Prevalence and clinical implications of bone marrow involvement in pediatric anaplastic large cell lymphoma

Abstract
Anaplastic large cell lymphoma (ALCL) harbors the reciprocal chromosomal translocation t(2;5)(p23;q35) in approximately 80% of the cases. The genes involved are nucleophosmin (NPM) and anaplastic lymphoma kinase (ALK) and the resulting chimeric NPM-ALK protein is thought to play a key role in the pathogenesis of t(2;5) positive ALCL. Few data on bone marrow (BM) involvement in ALCL have been published and they mostly rely on morphological examination of BM smears. We studied 52 ALCL for NPM-ALK expression by RT-PCR: 47/52 biopsies were positive.
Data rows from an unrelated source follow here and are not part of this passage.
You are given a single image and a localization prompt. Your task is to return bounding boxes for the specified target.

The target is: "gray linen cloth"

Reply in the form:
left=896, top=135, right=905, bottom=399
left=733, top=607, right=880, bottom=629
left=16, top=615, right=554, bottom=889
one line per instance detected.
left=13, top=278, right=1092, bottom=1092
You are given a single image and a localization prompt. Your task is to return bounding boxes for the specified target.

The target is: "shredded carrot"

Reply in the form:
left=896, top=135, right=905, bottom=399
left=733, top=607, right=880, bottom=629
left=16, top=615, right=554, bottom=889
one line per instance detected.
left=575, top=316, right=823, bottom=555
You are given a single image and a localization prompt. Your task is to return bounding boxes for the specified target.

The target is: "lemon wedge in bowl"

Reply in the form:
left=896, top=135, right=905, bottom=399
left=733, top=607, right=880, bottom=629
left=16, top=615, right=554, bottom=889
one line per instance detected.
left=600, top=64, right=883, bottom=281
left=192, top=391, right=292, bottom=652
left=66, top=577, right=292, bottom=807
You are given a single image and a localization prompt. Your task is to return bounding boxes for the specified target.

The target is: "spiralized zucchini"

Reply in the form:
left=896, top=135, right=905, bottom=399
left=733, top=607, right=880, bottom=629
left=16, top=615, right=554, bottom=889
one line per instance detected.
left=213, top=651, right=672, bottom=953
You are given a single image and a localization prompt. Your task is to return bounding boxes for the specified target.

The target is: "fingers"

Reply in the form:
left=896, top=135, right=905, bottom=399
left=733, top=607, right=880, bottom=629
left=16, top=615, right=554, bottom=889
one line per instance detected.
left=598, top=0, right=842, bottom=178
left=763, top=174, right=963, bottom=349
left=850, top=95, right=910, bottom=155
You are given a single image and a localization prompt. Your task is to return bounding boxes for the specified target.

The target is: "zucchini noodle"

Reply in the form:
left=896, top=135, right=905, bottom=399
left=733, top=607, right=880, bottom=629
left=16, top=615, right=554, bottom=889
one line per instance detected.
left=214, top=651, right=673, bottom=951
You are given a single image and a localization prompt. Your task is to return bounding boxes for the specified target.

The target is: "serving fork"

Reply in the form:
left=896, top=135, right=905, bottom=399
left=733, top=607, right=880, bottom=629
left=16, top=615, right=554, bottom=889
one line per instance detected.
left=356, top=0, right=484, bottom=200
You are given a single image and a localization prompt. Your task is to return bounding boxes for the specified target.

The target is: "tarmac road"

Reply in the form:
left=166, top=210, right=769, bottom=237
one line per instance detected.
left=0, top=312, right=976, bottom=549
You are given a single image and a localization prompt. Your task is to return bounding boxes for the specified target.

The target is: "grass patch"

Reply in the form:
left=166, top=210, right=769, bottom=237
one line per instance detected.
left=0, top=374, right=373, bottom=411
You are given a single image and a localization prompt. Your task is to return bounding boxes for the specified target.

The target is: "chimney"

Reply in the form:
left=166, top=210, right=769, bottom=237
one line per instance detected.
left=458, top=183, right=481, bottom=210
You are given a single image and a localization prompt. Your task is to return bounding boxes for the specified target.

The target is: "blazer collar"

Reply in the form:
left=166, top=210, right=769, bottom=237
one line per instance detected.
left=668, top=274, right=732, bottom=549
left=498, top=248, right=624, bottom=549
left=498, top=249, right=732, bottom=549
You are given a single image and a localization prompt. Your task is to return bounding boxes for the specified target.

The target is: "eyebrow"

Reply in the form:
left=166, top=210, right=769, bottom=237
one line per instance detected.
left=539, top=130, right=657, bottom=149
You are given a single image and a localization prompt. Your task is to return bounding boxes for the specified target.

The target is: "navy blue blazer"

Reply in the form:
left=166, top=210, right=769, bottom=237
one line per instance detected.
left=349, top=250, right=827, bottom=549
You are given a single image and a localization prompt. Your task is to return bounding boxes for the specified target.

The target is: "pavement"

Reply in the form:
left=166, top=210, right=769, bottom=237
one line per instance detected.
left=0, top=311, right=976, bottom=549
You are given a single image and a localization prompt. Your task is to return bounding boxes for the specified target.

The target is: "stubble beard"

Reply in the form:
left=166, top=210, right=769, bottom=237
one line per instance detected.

In 41 of the 47 cases we obtained the BM at diagnosis and investigated the prevalence of minimal BM infiltration by RT-PCR and real-time PCR. Minimal disseminated disease was positive in 25/41 patients (61%), of whom six had morphologically infiltrated BM. Survival analysis demonstrated a 5-year progression-free survival of 41 +/- 11% for patients with molecularly positive BM vs 100% for patients with negative BM (P = 0.001). These results suggest that minimal BM involvement at diagnosis is a common event in pediatric ALCL and that minimal BM disease monitoring could identify patients at risk of relapse.